There are two sperm genes mapped to the region of Y48B6A.5: spe-7 [31] and spe-18 (Steven L’Hernault, personal communication). In order to determine if Y48B6A.5 is actually one of the two nearby genes, we conducted complementation tests using the strain ZQ117 with the ttTi4488 Mos1 transposon insertion in Y48B6A.5. This insertion disrupts Y48B6A.5 and results in the absence of a transcript (Fig 2). Hermaphrodites homozygous for mutations in spe-7(mn252) and spe-18(hc133) are sterile due to primary spermatocytes that arrest in Meiosis I [31; Steven L'Hernault, personal communication]. It should be noted that the ttTi4488 strain has near normal fertility (see phenotypic descriptions below), so this test would only identify Y48B6A.5 as an allele of the other two genes if the mutated alleles of those genes were not strict loss of function but perhaps gain-of-function alleles. Males from the ttTi4488 bearing strain were crossed with sterile unc-4 spe-7 mutant hermaphrodites or with sterile spe-18 mutant hermaphrodites. The F1 hermaphrodites were isolated at 25°C and their progeny counted. The F1 hermaphrodites had wild-type fertility: for spe-7, F1 fertility = 198 progeny (n = 10, SEM = 14.4), and for spe-18, F1 fertility = 190 progeny (n = 12, SEM = 9.3). Thus, the ttTi4488 strain complemented both spe-7 and spe-18, because it carried wild-type alleles of both. Y48B6A.5 is a new sperm gene and was given the designation spe-50 (Steven L’Hernault, personal communication).
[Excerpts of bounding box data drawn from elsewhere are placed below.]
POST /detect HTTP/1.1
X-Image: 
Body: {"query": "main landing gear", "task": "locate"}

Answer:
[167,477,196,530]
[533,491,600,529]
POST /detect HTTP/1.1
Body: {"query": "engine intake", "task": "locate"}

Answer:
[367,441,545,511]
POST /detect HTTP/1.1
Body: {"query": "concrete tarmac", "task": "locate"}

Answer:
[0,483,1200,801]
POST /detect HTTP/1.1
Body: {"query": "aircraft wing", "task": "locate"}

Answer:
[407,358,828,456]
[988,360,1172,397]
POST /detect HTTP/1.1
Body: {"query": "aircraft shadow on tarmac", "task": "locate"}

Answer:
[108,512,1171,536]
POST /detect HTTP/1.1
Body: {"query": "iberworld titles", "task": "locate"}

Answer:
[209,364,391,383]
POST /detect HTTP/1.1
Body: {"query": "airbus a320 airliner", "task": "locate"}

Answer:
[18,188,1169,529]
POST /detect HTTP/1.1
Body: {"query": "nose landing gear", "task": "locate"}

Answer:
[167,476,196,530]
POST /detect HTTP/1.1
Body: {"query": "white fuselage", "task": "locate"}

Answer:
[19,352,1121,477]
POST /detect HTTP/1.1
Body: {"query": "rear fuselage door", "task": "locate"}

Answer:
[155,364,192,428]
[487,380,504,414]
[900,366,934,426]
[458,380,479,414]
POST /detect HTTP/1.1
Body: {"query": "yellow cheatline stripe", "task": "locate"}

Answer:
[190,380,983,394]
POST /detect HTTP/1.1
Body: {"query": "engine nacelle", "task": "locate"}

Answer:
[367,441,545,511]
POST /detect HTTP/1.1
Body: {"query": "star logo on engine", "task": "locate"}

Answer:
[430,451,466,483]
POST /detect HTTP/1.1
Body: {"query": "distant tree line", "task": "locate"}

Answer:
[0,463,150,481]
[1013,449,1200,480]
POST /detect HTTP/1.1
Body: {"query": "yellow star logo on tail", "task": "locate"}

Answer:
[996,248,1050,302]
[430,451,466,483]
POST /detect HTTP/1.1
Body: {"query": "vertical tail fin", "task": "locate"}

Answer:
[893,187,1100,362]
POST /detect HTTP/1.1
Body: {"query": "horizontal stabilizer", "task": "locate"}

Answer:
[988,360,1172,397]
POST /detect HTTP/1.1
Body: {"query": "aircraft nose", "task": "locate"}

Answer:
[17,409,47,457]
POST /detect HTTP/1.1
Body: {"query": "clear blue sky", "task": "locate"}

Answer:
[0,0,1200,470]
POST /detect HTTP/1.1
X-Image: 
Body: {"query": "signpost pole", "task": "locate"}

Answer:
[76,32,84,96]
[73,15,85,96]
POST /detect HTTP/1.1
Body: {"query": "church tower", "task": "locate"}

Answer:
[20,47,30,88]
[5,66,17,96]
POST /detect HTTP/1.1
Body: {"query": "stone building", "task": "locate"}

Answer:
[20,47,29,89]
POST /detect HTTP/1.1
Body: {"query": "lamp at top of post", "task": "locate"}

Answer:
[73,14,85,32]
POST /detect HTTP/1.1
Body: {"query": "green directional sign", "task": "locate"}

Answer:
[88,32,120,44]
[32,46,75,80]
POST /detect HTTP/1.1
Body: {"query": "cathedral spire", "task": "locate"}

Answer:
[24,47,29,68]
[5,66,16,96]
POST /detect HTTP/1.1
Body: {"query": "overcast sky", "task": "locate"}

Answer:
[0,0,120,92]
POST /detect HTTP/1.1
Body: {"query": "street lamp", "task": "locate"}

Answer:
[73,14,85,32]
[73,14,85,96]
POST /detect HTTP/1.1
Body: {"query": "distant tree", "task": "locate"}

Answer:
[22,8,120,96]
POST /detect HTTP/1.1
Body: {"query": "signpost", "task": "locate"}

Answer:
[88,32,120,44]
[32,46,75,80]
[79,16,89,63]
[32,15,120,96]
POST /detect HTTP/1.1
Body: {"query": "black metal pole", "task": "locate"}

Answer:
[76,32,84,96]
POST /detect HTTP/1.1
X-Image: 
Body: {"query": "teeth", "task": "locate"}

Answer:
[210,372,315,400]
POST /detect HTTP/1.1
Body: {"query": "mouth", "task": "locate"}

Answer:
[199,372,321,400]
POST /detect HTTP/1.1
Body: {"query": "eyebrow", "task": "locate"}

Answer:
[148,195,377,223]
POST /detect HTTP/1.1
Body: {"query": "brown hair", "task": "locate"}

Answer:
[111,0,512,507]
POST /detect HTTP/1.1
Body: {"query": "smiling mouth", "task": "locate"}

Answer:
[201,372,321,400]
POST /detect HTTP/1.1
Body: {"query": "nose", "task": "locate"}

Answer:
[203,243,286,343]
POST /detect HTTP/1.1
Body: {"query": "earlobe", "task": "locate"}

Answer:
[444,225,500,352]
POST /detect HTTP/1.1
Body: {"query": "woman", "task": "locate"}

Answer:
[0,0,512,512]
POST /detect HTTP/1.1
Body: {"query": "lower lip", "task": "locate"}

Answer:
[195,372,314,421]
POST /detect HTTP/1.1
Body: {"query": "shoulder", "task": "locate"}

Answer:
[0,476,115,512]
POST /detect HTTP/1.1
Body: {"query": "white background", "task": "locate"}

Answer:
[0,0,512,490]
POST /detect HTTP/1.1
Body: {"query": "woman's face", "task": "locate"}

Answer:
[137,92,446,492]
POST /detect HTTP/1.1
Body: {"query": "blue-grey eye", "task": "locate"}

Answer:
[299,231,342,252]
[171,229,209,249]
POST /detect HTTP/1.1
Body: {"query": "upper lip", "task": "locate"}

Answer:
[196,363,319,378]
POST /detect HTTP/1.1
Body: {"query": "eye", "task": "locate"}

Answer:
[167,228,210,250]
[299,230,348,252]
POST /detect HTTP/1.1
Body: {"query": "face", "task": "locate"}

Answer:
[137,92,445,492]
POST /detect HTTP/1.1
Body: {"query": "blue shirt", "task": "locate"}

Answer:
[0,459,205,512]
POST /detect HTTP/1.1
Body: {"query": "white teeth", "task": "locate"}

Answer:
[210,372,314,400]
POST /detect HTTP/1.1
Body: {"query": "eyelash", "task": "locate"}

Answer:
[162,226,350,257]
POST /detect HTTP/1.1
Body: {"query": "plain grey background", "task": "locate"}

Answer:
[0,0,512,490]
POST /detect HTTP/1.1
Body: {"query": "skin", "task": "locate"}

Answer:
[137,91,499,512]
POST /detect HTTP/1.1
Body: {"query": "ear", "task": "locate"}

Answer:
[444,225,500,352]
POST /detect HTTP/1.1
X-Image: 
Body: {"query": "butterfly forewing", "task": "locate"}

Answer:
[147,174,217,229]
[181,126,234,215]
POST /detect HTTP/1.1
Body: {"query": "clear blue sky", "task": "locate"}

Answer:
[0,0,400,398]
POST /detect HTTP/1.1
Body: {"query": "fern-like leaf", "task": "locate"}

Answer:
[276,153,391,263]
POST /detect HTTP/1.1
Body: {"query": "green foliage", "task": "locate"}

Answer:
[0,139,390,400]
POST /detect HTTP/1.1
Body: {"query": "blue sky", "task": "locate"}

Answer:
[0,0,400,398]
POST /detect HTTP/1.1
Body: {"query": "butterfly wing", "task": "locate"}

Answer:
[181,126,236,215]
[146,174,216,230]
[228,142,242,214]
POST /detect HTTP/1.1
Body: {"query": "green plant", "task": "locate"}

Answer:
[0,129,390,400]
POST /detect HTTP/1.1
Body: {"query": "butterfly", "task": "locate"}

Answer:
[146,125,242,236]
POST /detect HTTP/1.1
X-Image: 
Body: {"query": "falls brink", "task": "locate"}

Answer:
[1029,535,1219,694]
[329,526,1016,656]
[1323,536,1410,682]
To examine SPE-50 protein localization, we created an N-terminal translational reporter with mCherry via the mosSCI protocol [26, 27]. The mosSCI process inserts the reporter into specific chromosomal locations, allowing us to combine the spe-50::mCherry reporter with a spe-47::GFP reporter we created earlier [18] in a double reporter strain. Imaging of male gonads showed that SPE-50::mCherry colocalizes almost completely with SPE-47::GFP (Fig 3A). Both appear as small puncta surrounding nuclei that are entering the pachytene stage. The puncta enlarge and expand to fill the cells as they mature into primary spermatocytes. Both also then disappear as the secondary spermatocytes form with the spermatids being completely devoid of the reporters. No such fluorescence was found in males lacking the reporters (Fig 3B).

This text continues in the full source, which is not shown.